One of our goals with "Little Citizens, Big Issues" is to showcase diverse voices and viewpoints from the community on issues affecting young children in the District. This post is by Jack McCarthy, managing director of AppleTree Institute for Education Innovation.

In Washington, D.C., two of every three babies are born to single mothers who live in poverty. That’s more than 5,000 babies this year who are likely to be at-risk for school failure because we can predict that they are unlikely to be exposed to the levels of language, vocabulary and background knowledge in their everyday lives that their more advantaged peers will receive.

Look at the NAEP 2009 reading scores in the District to see what happens by the time these children reach 4th grade. Despite small but important gains over the past five years, 56% of DC 4th graders are below basic in reading.

This is a crisis, pure and simple. Worse, it’s a crisis that we can in large part avoid if we try.

The good new is that the District—unlike most other cities in America--provides robust levels of public funding for early education. The bad news is that there still aren’t many quality programs available. In fact, most people—including policy makers—really don’t understand what constitutes quality preschool. There’s no real consensus.

Given our demographics and current education challenges, I believe we need to set a new goal for early childhood education funded through the District’s Pre-K Enhancement and Expansion Act: to close the achievement gap before young children enter kindergarten.

To get there, we’ll need better quality preschool facilities, human capital, better instructional quality, leadership and better ways of measuring the important outcomes that lead to school success.

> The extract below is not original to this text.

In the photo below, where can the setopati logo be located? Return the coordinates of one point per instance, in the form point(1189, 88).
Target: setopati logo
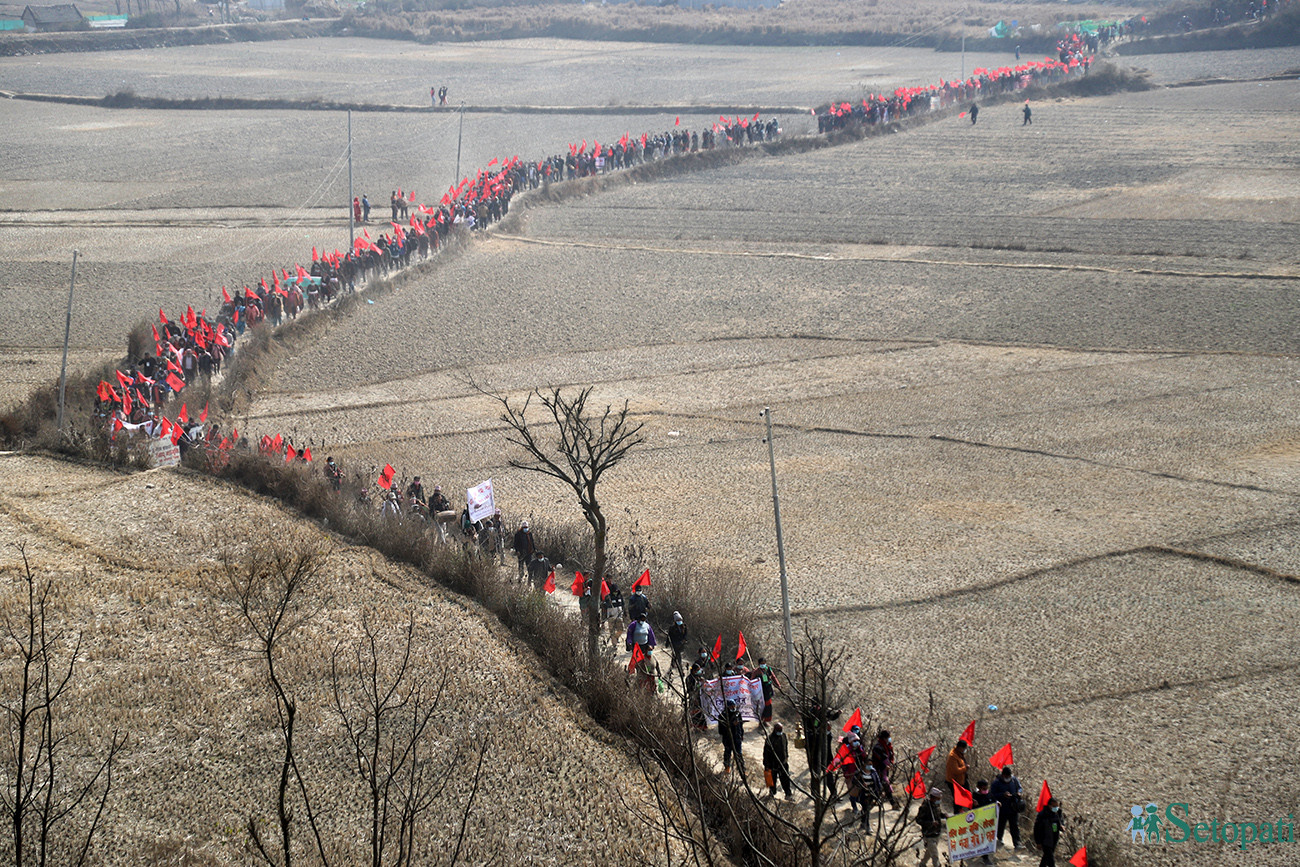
point(1147, 826)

We know that most of those 5,000 babies will need a strong, early, evidence-based intervention that builds their language, vocabulary, alphabet knowledge and phonological awareness to the normative range by the time they are five. If we don't make this a priority, these children will enter kindergarten far behind their peers who grew up in more advantaged circumstances.

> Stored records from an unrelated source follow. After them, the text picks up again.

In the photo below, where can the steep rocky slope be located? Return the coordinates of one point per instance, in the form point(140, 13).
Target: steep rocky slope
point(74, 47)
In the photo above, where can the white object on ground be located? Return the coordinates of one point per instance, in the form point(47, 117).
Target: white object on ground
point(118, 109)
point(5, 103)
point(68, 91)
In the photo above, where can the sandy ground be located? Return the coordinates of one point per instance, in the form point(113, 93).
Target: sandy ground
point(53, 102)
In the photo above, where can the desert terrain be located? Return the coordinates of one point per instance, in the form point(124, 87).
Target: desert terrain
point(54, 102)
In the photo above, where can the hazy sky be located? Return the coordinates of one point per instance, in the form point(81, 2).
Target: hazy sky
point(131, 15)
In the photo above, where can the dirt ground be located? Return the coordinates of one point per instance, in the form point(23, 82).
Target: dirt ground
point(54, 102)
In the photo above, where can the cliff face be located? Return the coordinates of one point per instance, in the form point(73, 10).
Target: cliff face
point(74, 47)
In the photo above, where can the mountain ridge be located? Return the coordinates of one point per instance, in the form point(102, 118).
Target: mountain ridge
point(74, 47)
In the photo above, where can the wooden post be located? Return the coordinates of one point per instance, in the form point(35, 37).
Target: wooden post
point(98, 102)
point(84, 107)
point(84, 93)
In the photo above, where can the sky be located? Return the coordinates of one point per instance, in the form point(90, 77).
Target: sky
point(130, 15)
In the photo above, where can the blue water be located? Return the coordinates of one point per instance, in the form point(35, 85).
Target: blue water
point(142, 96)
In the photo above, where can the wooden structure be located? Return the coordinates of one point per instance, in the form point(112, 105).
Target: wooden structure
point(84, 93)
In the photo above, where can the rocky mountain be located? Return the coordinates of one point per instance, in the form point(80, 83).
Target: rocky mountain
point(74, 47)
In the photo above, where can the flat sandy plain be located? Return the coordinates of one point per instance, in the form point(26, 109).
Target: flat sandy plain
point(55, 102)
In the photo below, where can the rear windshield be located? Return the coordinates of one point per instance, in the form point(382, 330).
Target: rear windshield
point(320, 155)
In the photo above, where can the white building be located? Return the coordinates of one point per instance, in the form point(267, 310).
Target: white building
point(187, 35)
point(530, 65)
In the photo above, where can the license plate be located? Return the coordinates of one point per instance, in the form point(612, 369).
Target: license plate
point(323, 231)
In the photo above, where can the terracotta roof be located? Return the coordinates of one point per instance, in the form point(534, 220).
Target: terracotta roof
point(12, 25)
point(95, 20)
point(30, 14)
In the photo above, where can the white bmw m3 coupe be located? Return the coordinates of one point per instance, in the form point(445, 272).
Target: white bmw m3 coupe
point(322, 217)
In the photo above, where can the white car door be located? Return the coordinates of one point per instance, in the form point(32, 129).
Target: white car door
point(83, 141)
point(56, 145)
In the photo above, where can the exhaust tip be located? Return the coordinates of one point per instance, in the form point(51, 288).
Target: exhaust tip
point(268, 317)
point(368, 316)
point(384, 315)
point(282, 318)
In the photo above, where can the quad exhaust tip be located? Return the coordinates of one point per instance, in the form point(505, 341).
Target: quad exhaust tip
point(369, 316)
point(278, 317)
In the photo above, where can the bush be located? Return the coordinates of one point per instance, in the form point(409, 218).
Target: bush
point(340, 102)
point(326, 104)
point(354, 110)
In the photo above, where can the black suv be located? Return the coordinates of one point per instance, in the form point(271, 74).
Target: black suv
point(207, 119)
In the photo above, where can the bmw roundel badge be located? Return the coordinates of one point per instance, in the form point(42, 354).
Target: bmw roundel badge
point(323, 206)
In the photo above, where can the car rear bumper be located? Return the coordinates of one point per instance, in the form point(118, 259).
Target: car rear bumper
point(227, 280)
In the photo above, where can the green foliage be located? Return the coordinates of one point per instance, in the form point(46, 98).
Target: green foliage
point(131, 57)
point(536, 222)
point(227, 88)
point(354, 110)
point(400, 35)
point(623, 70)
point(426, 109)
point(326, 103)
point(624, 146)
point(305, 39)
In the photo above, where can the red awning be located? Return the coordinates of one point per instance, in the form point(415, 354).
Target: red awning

We also know that these young children will need to develop important social/emotional skills leading to positive behavior, cooperation and self confidence—skills like learning to attend to instruction, to persist, to take direction from adults and to solve problems with words. Without these academic and social/emotional skills, many will become struggling readers, identified for special education (learning disabled), some will stay back, get discouraged and eventually drop out.

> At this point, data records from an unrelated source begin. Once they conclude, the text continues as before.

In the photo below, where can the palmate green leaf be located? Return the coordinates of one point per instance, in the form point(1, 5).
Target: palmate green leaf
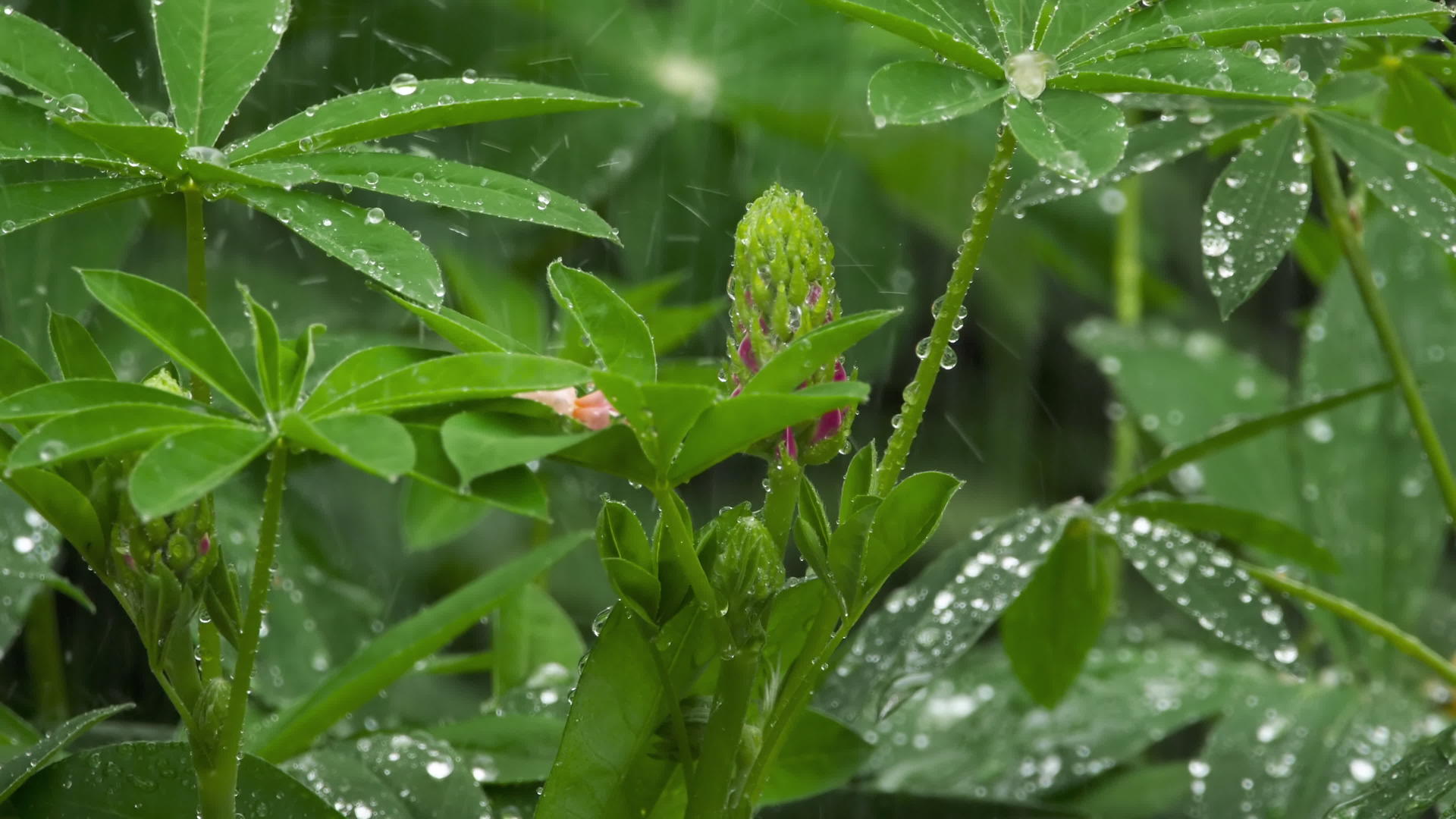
point(1234, 22)
point(733, 426)
point(145, 780)
point(408, 107)
point(615, 331)
point(452, 378)
point(1076, 134)
point(212, 53)
point(921, 93)
point(1254, 213)
point(925, 626)
point(1226, 74)
point(392, 777)
point(53, 66)
point(1059, 617)
point(28, 134)
point(1416, 783)
point(172, 322)
point(187, 465)
point(27, 203)
point(1204, 582)
point(960, 30)
point(479, 444)
point(378, 445)
point(1150, 146)
point(1241, 526)
point(814, 350)
point(105, 430)
point(1294, 749)
point(156, 146)
point(76, 352)
point(394, 653)
point(57, 398)
point(381, 248)
point(1394, 175)
point(15, 771)
point(446, 184)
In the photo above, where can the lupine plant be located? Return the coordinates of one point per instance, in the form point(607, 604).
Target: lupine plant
point(731, 675)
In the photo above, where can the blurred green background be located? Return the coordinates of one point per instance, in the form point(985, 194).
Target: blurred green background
point(734, 95)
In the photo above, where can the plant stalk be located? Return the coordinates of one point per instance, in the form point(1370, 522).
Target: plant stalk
point(946, 318)
point(1337, 213)
point(1375, 624)
point(218, 786)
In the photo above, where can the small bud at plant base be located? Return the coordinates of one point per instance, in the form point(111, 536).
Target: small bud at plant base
point(783, 287)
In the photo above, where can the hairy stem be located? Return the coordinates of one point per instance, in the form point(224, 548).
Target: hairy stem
point(42, 659)
point(1337, 213)
point(223, 780)
point(946, 316)
point(1375, 624)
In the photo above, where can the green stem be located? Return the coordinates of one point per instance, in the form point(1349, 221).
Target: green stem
point(197, 270)
point(946, 318)
point(218, 787)
point(1337, 213)
point(1128, 283)
point(708, 795)
point(44, 661)
point(1405, 643)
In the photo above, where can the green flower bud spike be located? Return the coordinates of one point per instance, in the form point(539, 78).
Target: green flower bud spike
point(783, 287)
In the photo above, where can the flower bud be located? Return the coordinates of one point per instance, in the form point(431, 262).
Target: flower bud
point(783, 287)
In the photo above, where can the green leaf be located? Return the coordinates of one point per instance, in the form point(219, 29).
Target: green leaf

We need more examples of warm, nurturing, well-trained teachers with robust vocabularies in well-equipped preschool classrooms blending teacher directed and child-centered activities to foster the development of language, vocabulary, pre-literacy, numeracy, and important social emotional skills.  

We can create training programs, professional development, tools and other resources to help teachers deliver high quality early education. But we need a shift in how we think about early education—toward important “outcomes” and away from compliance-driven inputs. 

It starts with defining “quality” early education as that which demonstrates success in closing the achievement gap.